Like Katrina and other hurricanes and natural disasters, animals, both domestic and wild, pay a price.  The International Fund for Animal Welfare (IFAW) is one of the organizations working to help animals in the flooding in the midwest.  (Fortunately this time around, no one proclaimed that animals had to be left behind to die or should be shot if found as strays.)  I've copied a message from IFAW below.  If you'd like to read more or make a donation, here's a link. 

http://tinyurl.com/6ghy5l

You have stood with us before...

When Hurricane Katrina devastated the New Orleans area, you were there to help us rescue the survivors…when a tsunami slammed into Southeast Asia, you were there to help us feed and vaccinate animals…and when the recent earthquakes rocked China, you were there to help us provide life-saving supplies for animals and people.

And now that floods are ravaging the US Midwest…will you please stand with us again?

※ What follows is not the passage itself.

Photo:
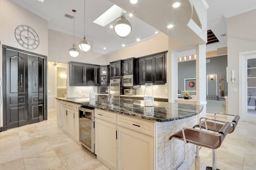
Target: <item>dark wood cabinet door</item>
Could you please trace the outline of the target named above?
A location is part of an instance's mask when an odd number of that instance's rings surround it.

We’ve all seen the awful images of the flooding…whole cities under feet of water, people standing on their cars on washed-out roads, residents sobbing as they pick through their destroyed homes searching for family photo albums and personal mementos.

And then there are the animal victims.

Their stories are so moving…like the 20 fawns that have been rescued after floodwaters separated them from their mothers – they now rely completely on the IFAW team, who are bottle-feeding them and watching over them as their mothers would have…Or the kitten that was plucked from the rushing water - she was so cold she didn’t stop shivering for hours, but she is now safe and warm and in the loving care of the IFAW rescue team.

Your support helps us save animals like these, and more animals are coming in by the hour.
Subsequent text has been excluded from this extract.